According to Khoshnood, the group was allegedly offered 300,000 Swedish kronor, roughly $30,000, to kill him – about twice what was allegedly discussed for the planned attack on Aimpoint.
“Tartarus told these guys, it’s very important that you don’t make any mistakes,” Khoshnood said. “Because if we lose this guy now, it will take lots of time to find him again.
“Since that night, we left our house… and we never returned back again,” he said.
Khoshnood was careful to distinguish between what he believes and what Swedish authorities have formally established.
He told the Post the prosecutor has made clear that investigators have not yet identified “Tartarus,” and that no definitive evidentiary line to Tehran has yet been publicly laid out in court.
Still, he said he sees no other plausible motive.
“There are no other motives for why someone wanted to kill me except for this political motive,” he said.
The Islamic Republic’s proxy method
Khoshnood has, for years, been one of Sweden’s more visible critics of the Islamic Republic, writing and speaking publicly about Iranian intelligence operations, the regime’s networks in Scandinavia, and what he says are Tehran-linked influence and intimidation efforts inside Sweden.
He said that his work has likely put him on a target list.
“I think it’s about what I have done, and the contacts and networks I have,” he said.
He also said Swedish security services had previously warned him to be alert.
“Around one and a half [or] two years before this happened, I had a talk with the Swedish security services,” he told the Post. “They asked me to be more careful about my surroundings.”
He said the case fits what he sees as a broader Iranian pattern of dissidents and perceived enemies targeted through deniable criminal or local proxies operating at arm’s length.
Khoshnood’s suspicions also come amid a more public warning from Sweden’s own security establishment.
In a threat assessment published on March 3, Sapo, Sweden’s Security Service, said the ongoing escalation involving Iran has increased the threat not primarily against Sweden itself, but against targets located in Sweden.
Sapo said Iran and its intelligence and security services have long conducted security-threatening activity against Sweden, including intelligence-gathering and the mapping of opposition figures. It also noted that Iran has previously planned and carried out violent acts in Sweden using proxies.
The agency added that the current regional escalation has increased the threat to American, Israeli, and Jewish interests, as well as to Iranian opposition groups and individuals in Sweden.
The statement did not refer specifically to Khoshnood’s case, but it closely tracks the pattern he says he believes targeted him.
One of the more interesting aspects of the case, Khoshnood said, is that the alleged would-be attacker did not fit the stereotypical image of a foreign operative.
The youth who came to his door, he said, looked Swedish, spoke perfect Swedish, and appeared to be a local criminal recruit rather than an ideological militant.
“Some of these guys, they want just the money. They don’t care about anything else,” Khoshnood said. “A network that pays better is what they work for.”
That, he argued, is what allows hostile states and their intermediaries to operate with distance and deniability – outsourcing violence to criminal subcontractors who may move between gang assignments, personal disputes, and political targeting with little regard for the difference.

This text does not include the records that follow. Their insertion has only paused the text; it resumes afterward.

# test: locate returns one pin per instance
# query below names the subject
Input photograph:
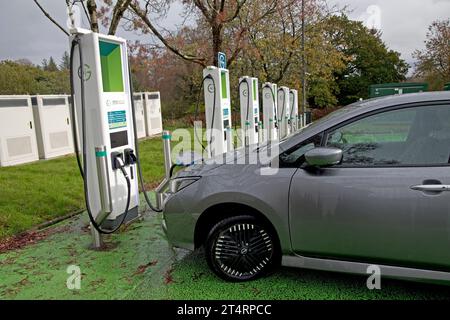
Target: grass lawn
(34, 193)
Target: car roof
(362, 107)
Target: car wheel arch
(218, 212)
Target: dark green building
(388, 89)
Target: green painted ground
(140, 264)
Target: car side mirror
(323, 157)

“And that’s also the reason why the regime in Iran uses these criminal networks and gangs,” he said. “It’s easy for them to deny that they have been part of this terror operation.”
For now, the courtroom focus will remain on the teenagers and the alleged operational cell around them. But the larger question – who gave the order, and whether Swedish authorities can ultimately trace it back to Tehran – remains unanswered.